How would you feel about archiving 15 or 20 years of the Straight Dope database?

I’ve worked in data processing for over thirty years. Archiving old data is routine and expected.

I don’t understand why the Straight Dope is trying to maintain a huge database with 25 years of threads. It’s obviously becoming more and more unmanageable.

Pick a number. For example, 15 or 20 years, move inactive threads into a separate archival database. Set up a Search that can query the read only archive. No one’s old conversations are lost.

One immediate benefit is eliminating 15 year old zombie threads. It’s my understanding that Spammers often target old threads? Archives are by design, read only.
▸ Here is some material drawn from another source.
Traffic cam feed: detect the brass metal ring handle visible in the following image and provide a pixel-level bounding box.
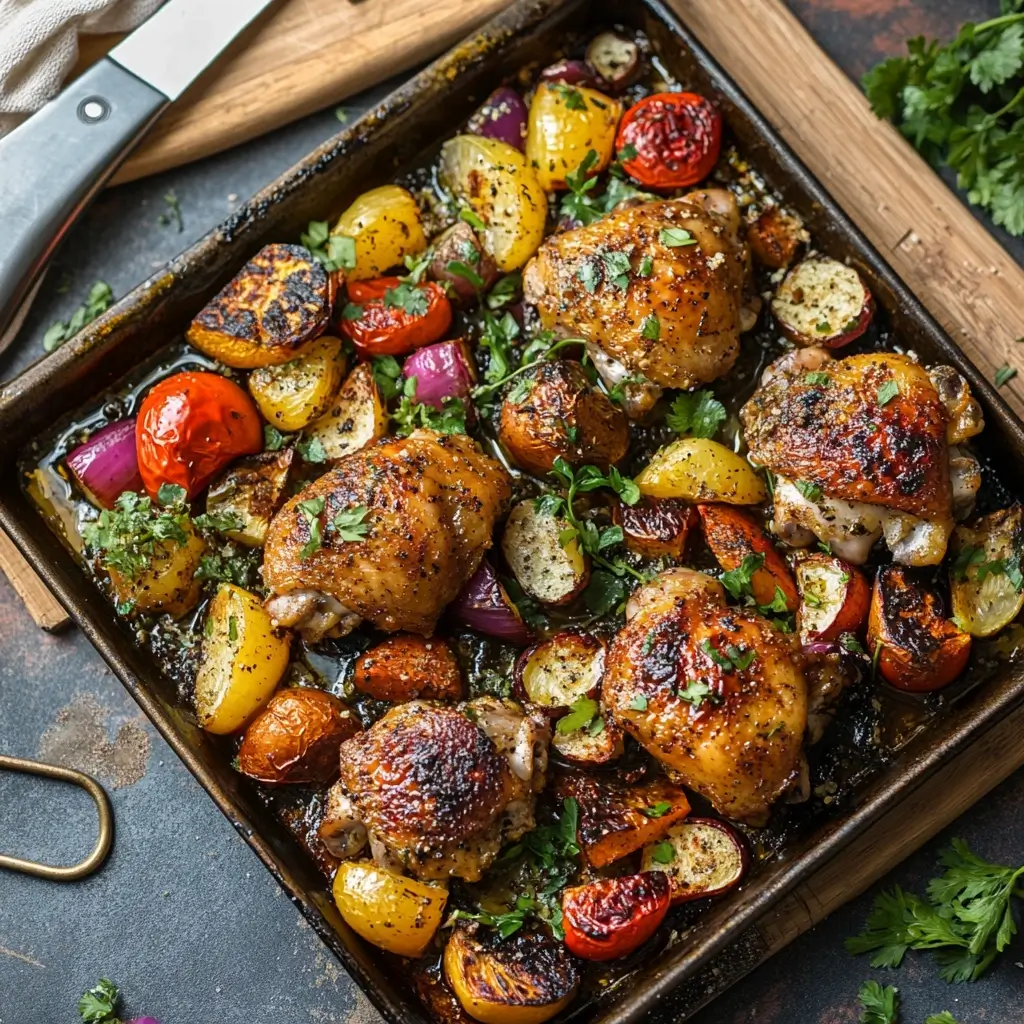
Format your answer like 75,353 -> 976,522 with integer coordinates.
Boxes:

Everyone will immediately see a significant performance increase with a smaller database. The time required to look up records, lock for editing, and then release after the update is committed will be much faster.

Adding records will also be much faster. Right now, I’m pretty sure new records are going into overflow pages. The process gets slower and slower until the system becomes unuseable. A shutdown is required, indexes are rebuilt and the database refreshed. We’ve experienced that problem at work with both indexed files and databases.

I’m curious how other Straight Dope users feel about archiving the old data? Would anyone object? That’s assuming the archive can still be searched and read?

Simply updating Software isn’t the answer. Something has to be done with the old data. It’s not sustainable unless an expensive Enterprise level database is purchased. Oracle can handle it, but the license fees are outrageous.

From a user experience, what is the difference between archived and not archived?

Normally you wouldn’t see a difference. The forums only list a few days of threads. That wouldn’t change at all. It would be faster and the annoying time out errors would go away.

The Search would only find active records that weren’t archived. There would still be over 5 years of threads available.

The board would need a new Search option to look in the archived database.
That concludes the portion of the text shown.